Secrets and Misperceptions: The Creation of Self-Fulfilling Illusions

By: Sarah K. Cowan

Published in: Sociological Science 1 (2014)

This study examines who hears what secrets, comparing two similar secrets — one which is highly stigmatized and one which is less so. Using a unique survey representative of American adults and intake forms from a medical clinic, I document marked differences in who hears these secrets. People who are sympathetic to the stigmatizing secret are more likely to hear of it than those who may react negatively. This is a consequence not just of people selectively disclosing their own secrets but selectively sharing others’ as well. As a result, people in the same social network will be exposed to and influenced by different information about those they know and hence experience that network differently. When people effectively exist in networks tailored by others to not offend then the information they hear tends to be that of which they already approve. Were they to hear secrets they disapprove of then their attitudes might change but they are less likely to hear those secrets. As such, the patterns of secret-hearing contribute to a stasis in public opinion.

This research has been covered by The New York Times, Salon, National Public Radio, RH Reality Check , Daily Kos (twice — see the more recent one here), LifeSite, Minnesota Post, The New Republic, The Daily Beast, Huffington Post, PSMag and ThinkProgress among other news sources.

This research won the Robert K. Merton Prize for Analytical Sociology from the International Network of Analytical Sociologists, and the Honorable Mention for Best Paper from the Communication, Information Technologies and Media section of the American Sociological Association.

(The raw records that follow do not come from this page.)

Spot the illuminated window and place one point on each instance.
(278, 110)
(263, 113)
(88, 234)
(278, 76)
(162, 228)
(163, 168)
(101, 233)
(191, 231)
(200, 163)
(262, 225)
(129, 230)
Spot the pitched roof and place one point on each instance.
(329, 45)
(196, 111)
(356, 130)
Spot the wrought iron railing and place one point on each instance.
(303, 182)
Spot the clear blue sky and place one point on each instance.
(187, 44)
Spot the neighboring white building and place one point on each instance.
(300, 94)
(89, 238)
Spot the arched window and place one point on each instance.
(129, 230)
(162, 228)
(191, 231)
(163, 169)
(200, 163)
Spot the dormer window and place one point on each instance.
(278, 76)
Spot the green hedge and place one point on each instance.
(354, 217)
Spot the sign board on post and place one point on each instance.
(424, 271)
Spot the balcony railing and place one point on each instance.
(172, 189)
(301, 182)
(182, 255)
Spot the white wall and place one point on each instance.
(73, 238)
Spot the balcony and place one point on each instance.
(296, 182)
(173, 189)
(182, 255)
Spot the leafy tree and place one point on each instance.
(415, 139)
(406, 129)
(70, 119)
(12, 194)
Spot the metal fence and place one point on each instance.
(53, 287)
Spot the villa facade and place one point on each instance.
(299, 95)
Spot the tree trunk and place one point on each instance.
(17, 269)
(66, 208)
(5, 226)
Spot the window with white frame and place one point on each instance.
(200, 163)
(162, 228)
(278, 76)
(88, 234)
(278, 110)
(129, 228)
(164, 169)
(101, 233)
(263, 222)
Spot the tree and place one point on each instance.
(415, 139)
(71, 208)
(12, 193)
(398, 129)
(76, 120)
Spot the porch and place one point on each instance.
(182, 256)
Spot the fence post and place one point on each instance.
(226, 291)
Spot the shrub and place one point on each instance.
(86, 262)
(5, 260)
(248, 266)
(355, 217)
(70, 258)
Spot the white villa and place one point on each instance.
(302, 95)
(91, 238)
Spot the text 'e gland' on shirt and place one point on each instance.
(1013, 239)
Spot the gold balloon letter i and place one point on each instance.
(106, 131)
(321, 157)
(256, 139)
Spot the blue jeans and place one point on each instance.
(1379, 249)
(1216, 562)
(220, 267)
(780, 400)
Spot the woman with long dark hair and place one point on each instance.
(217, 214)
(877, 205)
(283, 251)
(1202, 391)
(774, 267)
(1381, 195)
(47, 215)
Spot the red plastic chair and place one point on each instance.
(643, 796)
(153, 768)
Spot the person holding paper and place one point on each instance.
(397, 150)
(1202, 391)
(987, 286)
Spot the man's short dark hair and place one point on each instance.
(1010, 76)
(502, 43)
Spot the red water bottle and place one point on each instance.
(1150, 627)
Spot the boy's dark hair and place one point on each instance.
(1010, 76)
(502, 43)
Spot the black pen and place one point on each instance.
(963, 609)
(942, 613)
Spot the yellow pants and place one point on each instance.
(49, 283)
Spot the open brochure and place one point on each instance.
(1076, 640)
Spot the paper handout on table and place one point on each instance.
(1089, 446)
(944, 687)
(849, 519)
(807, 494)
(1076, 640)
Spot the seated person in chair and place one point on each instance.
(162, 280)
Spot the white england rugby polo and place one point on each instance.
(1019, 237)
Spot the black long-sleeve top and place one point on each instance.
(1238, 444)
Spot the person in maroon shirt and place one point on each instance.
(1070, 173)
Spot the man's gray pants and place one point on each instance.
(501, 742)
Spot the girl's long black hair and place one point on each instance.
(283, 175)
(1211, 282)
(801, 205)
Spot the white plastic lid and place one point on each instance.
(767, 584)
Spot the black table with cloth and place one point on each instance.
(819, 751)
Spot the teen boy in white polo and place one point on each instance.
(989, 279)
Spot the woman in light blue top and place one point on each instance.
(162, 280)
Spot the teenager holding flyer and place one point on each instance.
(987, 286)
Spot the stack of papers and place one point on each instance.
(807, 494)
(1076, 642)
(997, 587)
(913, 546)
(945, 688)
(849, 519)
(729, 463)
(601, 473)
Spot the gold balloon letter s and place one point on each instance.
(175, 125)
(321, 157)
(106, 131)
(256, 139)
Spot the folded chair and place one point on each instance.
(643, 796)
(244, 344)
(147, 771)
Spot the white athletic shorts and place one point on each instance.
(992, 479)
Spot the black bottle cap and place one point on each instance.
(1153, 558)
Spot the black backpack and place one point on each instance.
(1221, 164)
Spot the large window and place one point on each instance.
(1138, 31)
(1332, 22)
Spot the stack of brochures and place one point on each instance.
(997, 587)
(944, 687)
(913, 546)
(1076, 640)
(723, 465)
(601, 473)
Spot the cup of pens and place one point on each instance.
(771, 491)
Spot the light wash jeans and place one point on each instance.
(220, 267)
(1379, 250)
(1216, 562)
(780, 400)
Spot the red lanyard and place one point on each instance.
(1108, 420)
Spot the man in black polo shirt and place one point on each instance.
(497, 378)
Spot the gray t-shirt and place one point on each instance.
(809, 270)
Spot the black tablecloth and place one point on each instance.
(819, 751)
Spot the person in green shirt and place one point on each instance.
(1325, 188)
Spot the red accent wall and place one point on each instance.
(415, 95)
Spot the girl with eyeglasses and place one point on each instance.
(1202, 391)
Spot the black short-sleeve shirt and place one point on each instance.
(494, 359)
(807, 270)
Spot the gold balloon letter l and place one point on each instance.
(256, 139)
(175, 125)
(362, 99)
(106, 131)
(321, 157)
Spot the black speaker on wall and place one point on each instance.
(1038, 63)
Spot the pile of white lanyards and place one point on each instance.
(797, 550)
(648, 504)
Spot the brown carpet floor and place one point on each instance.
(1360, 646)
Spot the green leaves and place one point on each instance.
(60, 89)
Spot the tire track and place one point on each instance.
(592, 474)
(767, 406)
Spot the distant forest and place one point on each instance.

Cohort Abortion Measures for the United States

By: Sarah K. Cowan

Published in: Population and Development Review 39(2), 2013

Demographers interested in abortion in the United States have thus far focused on cross-sectional and synthetic cohort measures, due to data availability. We now have cohorts that have completed their entire reproductive years after the Roe v. Wade decision legalizing abortion nationwide. For women who are in the midst of their childbearing years at the conclusion of data collection, I apply the Lee-Carter forecasting technique – its first application in abortion research – to complete their age-specific abortion rates. Using true cohort measures reveals markedly different abortion experiences by cohort. I find stasis in the distribution of abortion by abortion order and the racial composition of abortion incidences. In addition to the substantive findings, cohort measures shift the focus of quantitative abortion research from incidence rates to women’s lives over their reproductive years.